No todo incumplimiento justifica un despido por esta causal. Para que exista notoria mala conducta, el hecho debe ser suficientemente grave y atribuible al trabajador.
¿Cuándo se configura?
En términos generales, la notoria mala conducta presenta las siguientes características:
debe tratarse de una conducta voluntaria del trabajador;
el hecho debe estar relacionado con el trabajo o afectar la relación laboral;
la gravedad debe ser tal que impida mantener el vínculo laboral;
puede derivar de un hecho único particularmente grave o de reiterados incumplimientos;
normalmente existe un hecho final que determina el despido inmediato.
¿Quién debe probar la mala conducta?
La carga de la prueba corresponde al empleador.
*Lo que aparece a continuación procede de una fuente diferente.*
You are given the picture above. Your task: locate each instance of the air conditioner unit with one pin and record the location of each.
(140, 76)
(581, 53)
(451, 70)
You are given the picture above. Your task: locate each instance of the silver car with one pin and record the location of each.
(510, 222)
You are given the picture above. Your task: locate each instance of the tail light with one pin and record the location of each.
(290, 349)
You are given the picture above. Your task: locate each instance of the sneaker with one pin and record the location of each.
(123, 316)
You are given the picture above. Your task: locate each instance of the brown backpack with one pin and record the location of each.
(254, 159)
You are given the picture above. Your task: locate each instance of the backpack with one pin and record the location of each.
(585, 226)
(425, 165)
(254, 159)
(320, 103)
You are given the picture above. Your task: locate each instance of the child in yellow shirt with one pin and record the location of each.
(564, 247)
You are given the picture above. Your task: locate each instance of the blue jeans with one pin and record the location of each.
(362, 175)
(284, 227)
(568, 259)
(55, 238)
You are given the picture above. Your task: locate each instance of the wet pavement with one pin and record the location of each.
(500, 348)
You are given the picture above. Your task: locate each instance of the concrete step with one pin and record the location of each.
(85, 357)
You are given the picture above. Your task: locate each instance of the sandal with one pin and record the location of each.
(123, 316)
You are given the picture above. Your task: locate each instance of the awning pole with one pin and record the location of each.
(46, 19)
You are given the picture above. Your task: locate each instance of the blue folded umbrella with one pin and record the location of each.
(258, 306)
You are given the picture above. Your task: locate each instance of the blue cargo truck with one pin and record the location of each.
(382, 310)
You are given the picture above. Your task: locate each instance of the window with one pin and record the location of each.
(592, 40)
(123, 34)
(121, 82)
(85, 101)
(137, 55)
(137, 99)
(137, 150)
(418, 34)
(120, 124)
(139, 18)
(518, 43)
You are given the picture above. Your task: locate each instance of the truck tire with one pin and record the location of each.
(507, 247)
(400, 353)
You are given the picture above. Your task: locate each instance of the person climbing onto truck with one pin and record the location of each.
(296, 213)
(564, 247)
Esto significa que es la empresa quien debe acreditar de forma clara y suficiente los hechos que justifican el despido por notoria mala conducta.
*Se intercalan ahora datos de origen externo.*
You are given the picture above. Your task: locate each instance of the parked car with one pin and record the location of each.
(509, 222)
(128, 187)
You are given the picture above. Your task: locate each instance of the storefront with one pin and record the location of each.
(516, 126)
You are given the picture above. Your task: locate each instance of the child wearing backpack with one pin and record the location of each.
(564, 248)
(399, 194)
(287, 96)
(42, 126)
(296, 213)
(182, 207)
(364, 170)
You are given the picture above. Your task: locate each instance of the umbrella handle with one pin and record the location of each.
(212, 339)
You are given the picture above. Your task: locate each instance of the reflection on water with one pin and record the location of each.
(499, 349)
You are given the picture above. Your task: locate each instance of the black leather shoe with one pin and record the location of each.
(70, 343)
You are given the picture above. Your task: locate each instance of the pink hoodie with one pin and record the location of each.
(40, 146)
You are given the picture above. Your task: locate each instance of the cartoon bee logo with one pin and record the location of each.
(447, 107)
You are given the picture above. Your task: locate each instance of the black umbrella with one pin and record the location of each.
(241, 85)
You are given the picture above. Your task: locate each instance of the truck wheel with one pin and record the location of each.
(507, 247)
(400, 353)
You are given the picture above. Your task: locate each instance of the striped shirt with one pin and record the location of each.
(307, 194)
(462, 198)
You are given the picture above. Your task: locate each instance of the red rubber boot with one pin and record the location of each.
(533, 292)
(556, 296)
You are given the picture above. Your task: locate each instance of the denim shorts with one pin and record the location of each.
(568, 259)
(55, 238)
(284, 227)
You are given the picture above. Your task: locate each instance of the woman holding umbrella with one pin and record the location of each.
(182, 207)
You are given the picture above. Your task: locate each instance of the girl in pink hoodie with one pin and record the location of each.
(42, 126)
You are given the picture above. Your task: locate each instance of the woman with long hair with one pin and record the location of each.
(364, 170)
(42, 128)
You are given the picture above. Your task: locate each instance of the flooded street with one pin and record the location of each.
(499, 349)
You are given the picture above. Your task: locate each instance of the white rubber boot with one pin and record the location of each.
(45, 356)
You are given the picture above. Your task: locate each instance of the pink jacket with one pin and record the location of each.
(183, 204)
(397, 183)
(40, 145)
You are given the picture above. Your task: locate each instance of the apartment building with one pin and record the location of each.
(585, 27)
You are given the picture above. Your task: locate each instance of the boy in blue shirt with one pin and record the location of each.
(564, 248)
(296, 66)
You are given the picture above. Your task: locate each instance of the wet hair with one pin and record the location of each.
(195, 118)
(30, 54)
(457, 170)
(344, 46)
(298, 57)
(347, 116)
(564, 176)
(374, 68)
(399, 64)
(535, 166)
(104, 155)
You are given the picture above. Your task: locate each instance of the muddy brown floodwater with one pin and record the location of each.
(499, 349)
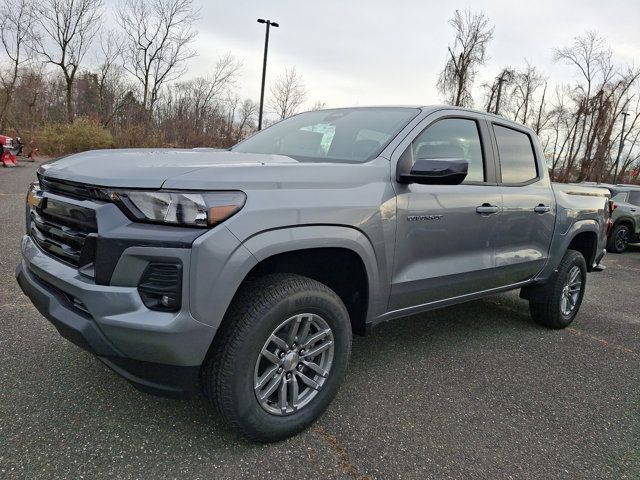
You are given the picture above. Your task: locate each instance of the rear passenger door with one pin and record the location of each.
(527, 220)
(634, 204)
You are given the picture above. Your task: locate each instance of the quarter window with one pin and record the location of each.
(453, 138)
(517, 160)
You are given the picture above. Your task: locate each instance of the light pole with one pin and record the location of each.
(624, 121)
(268, 23)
Por tal motivo, resulta habitual que se documenten apercibimientos, amonestaciones, suspensiones o reglamentos internos debidamente notificados al trabajador.
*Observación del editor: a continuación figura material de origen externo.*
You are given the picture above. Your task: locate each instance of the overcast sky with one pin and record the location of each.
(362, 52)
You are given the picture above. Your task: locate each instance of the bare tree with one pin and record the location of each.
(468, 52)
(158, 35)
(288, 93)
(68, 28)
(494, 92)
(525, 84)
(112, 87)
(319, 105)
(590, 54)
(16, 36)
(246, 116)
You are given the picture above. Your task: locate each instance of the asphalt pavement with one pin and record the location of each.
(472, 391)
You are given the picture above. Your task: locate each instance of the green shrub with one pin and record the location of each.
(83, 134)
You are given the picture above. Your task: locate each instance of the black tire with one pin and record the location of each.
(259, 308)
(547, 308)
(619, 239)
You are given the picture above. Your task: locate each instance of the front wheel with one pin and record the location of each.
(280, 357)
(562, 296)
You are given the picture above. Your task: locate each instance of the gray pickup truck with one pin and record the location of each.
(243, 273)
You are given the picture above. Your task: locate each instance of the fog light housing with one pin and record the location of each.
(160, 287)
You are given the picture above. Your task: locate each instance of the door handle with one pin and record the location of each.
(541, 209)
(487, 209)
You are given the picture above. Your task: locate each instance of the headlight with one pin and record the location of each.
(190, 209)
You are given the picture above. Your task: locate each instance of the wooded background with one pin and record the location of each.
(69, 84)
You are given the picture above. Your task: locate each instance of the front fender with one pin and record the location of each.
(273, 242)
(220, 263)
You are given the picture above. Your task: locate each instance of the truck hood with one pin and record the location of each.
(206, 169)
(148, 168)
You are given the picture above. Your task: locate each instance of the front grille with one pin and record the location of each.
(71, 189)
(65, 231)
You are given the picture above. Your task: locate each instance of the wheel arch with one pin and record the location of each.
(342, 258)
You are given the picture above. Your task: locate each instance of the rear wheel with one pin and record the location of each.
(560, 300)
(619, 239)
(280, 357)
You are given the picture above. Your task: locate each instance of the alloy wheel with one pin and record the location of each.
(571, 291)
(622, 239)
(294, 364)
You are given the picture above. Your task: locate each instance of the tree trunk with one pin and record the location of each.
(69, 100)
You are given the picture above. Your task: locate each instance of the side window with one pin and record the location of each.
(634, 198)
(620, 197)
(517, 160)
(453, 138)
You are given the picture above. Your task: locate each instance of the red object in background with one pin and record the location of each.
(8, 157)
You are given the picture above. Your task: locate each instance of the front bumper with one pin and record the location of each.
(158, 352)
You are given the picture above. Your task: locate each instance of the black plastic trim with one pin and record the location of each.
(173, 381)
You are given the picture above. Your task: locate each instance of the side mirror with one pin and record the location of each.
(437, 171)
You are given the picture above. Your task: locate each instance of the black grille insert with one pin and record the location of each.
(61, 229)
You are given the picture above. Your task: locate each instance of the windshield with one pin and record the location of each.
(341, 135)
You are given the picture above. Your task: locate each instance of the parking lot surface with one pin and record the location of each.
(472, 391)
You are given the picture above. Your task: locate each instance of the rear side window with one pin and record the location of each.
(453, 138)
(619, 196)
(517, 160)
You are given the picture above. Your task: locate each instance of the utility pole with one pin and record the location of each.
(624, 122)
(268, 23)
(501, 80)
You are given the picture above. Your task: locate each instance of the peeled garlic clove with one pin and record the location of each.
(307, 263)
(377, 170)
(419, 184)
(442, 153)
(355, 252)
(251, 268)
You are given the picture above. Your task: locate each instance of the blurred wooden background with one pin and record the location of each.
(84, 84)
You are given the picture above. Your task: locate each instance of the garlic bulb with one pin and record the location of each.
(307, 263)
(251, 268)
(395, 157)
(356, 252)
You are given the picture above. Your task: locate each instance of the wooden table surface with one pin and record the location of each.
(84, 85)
Casos en los que la jurisprudencia ha admitido la notoria mala conducta
Cada situación debe analizarse individualmente, pero los tribunales han considerado configurada esta causal en casos como:
agresiones hostiles;
hurto o apropiación indebida de bienes;
acoso sexual;
presentarse a trabajar en estado de ebriedad;
inasistencias injustificadas reiteradas;
dormir durante la jornada cuando la función exige vigilancia o custodia.
La sola existencia de alguno de estos hechos no determina automáticamente la configuración de la causal, ya que siempre deben valorarse las circunstancias concretas del caso.
¿Qué puede hacer el trabajador si no está de acuerdo?
El trabajador puede cuestionar la existencia de la notoria mala conducta y reclamar los créditos laborales que considere adeudados.
Asimismo, es importante comparecer ante el Banco de Previsión Social dentro de los plazos legales a efectos de preservar eventuales derechos al subsidio por desempleo.
En caso de discrepancia, también puede promoverse una instancia de conciliación administrativa o iniciarse las acciones judiciales correspondientes.
Comunicación de la causal
La notoria mala conducta debe ser comunicada al trabajador al momento del despido. En principio, el empleador no puede invocar esta causal por primera vez durante un proceso judicial si no la hizo conocer al extinguir la relación laboral.
Además, la baja ante los organismos de seguridad social debe reflejar la causal invocada.
Conclusión
El despido por notoria mala conducta constituye una excepción al régimen general de indemnización por despido. Por esa razón, su aplicación exige el cumplimiento de requisitos estrictos y una adecuada acreditación de los hechos invocados por el empleador.
La determinación de si existe o no notoria mala conducta dependerá de las circunstancias particulares de cada caso y de la prueba disponible.